Study shows KU’s tenure process is ‘exemplary’

Kansas University’s rules for how professors are promoted have been criticized on campus in recent years, being called confusing and poorly organized.

But a recent study from Harvard University’s Graduate School of Education lists KU as one of the best workplaces nationwide for junior faculty – in part because of what it describes as KU’s “exemplary” tenure process.

“It suggests to me that the others might be even worse,” said Cathy Trower, one of the researchers who conducted the study. “It’s possible that your standards, while somewhat problematic, were actually more clear than other places.”

The survey was conducted in 2005 as part of the Collaborative on Academic Careers in Higher Education, a group of 80 schools nationwide that agree to have their junior faculty take part in a survey about the workplace. The survey lists KU as one of six schools that came out tops in the category of “tenure clarity,” along with Auburn University, Brown University, East Carolina University, North Carolina State University and Ohio State University.

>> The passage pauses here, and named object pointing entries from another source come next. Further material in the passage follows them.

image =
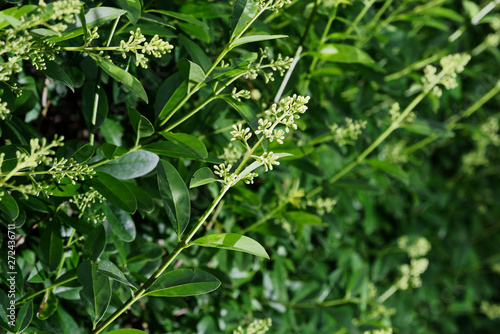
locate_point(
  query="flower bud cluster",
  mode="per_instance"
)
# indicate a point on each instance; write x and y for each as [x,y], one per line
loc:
[285,112]
[259,326]
[342,135]
[268,159]
[70,169]
[280,64]
[138,45]
[451,65]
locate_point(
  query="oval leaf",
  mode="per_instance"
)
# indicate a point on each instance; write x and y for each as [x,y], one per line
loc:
[114,191]
[202,176]
[120,221]
[232,241]
[341,53]
[51,246]
[121,75]
[183,282]
[95,243]
[188,143]
[8,205]
[131,165]
[109,269]
[175,196]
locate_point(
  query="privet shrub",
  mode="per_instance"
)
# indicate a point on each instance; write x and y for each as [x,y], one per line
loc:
[249,166]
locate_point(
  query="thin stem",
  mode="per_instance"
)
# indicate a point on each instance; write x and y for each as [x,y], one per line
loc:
[360,16]
[34,294]
[221,56]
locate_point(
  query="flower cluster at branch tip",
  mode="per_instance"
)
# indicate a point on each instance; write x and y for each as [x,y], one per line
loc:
[259,326]
[343,135]
[410,274]
[280,64]
[156,47]
[285,112]
[451,65]
[273,5]
[70,169]
[492,311]
[268,159]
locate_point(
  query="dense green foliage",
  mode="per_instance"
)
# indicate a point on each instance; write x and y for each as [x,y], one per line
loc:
[133,132]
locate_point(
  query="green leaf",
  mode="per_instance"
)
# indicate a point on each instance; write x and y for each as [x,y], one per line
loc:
[48,305]
[126,331]
[232,241]
[243,12]
[95,243]
[120,221]
[111,151]
[169,149]
[182,17]
[428,127]
[182,283]
[142,126]
[389,168]
[202,176]
[255,38]
[144,200]
[196,52]
[145,253]
[254,165]
[56,72]
[121,75]
[109,269]
[96,291]
[93,18]
[114,191]
[51,246]
[175,196]
[88,98]
[24,317]
[245,111]
[174,99]
[8,204]
[341,53]
[302,217]
[131,165]
[133,8]
[188,143]
[191,72]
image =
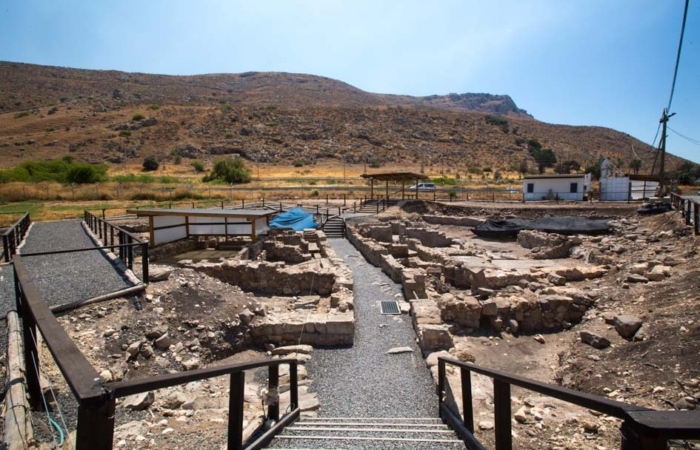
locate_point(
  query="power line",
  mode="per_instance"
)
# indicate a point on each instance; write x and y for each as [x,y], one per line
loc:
[678,56]
[689,139]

KU also was listed as one of the top schools in “policy effectiveness,” a category that asks faculty to give their opinion of 16 of their school’s policies on things including child care, housing assistance, and hiring of spouses.

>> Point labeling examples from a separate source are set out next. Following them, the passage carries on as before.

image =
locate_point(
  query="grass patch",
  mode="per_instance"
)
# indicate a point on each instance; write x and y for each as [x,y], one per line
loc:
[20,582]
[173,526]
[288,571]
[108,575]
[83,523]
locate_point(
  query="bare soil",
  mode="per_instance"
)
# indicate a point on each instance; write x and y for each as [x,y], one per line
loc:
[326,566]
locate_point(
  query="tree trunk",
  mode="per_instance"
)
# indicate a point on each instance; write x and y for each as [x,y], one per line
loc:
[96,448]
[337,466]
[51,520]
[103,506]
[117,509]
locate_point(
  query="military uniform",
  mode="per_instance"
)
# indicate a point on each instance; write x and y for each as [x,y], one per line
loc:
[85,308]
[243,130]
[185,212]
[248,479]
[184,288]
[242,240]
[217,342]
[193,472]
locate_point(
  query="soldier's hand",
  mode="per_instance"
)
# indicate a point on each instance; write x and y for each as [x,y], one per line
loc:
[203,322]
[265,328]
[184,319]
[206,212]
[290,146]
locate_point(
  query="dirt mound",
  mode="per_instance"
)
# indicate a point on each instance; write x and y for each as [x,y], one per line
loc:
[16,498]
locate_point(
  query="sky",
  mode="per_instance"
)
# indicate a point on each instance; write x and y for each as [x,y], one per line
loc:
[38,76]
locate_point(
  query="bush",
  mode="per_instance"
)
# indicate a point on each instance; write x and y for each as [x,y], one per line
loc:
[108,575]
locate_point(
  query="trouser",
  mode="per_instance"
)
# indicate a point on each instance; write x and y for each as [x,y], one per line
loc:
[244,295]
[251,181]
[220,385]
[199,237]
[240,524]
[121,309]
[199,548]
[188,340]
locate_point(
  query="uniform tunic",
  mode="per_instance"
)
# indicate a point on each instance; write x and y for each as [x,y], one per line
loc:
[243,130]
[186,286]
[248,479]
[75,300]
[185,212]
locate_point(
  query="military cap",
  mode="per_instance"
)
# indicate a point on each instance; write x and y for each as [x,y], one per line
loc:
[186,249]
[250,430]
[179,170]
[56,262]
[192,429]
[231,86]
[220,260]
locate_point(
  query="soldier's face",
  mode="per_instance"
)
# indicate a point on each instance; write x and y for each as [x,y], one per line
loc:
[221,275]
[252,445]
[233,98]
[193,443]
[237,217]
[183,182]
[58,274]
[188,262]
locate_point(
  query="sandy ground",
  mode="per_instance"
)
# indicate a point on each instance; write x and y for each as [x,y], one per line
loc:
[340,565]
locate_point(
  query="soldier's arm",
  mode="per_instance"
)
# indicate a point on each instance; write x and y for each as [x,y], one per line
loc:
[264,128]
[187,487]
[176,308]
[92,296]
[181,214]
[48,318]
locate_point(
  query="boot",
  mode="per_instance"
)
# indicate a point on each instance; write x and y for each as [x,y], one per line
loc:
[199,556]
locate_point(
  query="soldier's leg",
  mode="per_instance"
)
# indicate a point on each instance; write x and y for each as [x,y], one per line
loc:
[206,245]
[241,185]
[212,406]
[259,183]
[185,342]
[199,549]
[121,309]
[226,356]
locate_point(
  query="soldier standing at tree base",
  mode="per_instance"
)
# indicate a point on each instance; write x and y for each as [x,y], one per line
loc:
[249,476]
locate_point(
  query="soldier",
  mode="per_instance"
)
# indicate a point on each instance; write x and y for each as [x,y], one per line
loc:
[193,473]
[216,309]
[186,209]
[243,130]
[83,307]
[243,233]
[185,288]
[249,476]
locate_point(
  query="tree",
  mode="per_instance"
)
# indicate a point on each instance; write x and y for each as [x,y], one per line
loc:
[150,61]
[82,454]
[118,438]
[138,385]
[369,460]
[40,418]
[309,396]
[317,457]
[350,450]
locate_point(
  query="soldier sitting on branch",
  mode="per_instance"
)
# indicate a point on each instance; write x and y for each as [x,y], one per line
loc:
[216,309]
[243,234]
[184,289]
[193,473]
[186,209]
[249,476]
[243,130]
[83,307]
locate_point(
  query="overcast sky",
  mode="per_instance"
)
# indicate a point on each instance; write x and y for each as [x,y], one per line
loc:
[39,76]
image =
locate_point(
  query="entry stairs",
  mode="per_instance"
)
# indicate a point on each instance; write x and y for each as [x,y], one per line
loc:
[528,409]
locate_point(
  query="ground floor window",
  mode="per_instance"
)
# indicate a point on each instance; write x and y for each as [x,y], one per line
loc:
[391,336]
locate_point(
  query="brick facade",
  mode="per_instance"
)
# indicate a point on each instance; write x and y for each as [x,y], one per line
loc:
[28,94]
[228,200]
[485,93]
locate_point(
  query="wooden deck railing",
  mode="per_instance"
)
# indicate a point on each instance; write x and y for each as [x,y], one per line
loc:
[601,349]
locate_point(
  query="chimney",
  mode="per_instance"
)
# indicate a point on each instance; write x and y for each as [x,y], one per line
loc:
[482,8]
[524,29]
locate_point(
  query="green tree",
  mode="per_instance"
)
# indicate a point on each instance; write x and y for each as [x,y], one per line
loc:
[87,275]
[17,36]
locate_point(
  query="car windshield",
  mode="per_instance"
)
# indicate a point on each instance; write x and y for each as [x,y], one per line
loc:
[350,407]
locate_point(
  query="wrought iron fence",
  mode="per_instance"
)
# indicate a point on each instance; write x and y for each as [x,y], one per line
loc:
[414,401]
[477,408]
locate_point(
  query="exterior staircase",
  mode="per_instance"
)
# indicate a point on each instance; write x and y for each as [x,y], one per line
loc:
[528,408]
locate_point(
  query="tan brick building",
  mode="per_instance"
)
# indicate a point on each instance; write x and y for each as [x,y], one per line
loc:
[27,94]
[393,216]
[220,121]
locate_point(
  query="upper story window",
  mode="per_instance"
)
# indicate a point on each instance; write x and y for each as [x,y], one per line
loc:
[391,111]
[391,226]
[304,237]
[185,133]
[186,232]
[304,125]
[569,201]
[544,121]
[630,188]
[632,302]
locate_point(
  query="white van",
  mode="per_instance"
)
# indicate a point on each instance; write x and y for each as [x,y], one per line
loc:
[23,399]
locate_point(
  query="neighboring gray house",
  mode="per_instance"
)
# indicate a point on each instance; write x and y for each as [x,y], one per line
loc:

The news comes as a task force organized by KU’s Faculty Senate Executive Committee finalizes a report aimed at improving KU’s tenure process. The group was formed at the end of 2005 after complaints that parts of KU’s promotion and tenure process were poorly organized and confusing, that there were multiple sets of overlapping standards, and that there were issues related to “communication, transparency and fairness.”

“I don’t think the task force was created out of any sense that our policy was a disaster,” said KU law professor Rick Levy, chairman of the task force. “There were some particular problems that we were addressing – little holes here and there that need to get plugged, or ways in which life has changed since they were originally adopted.”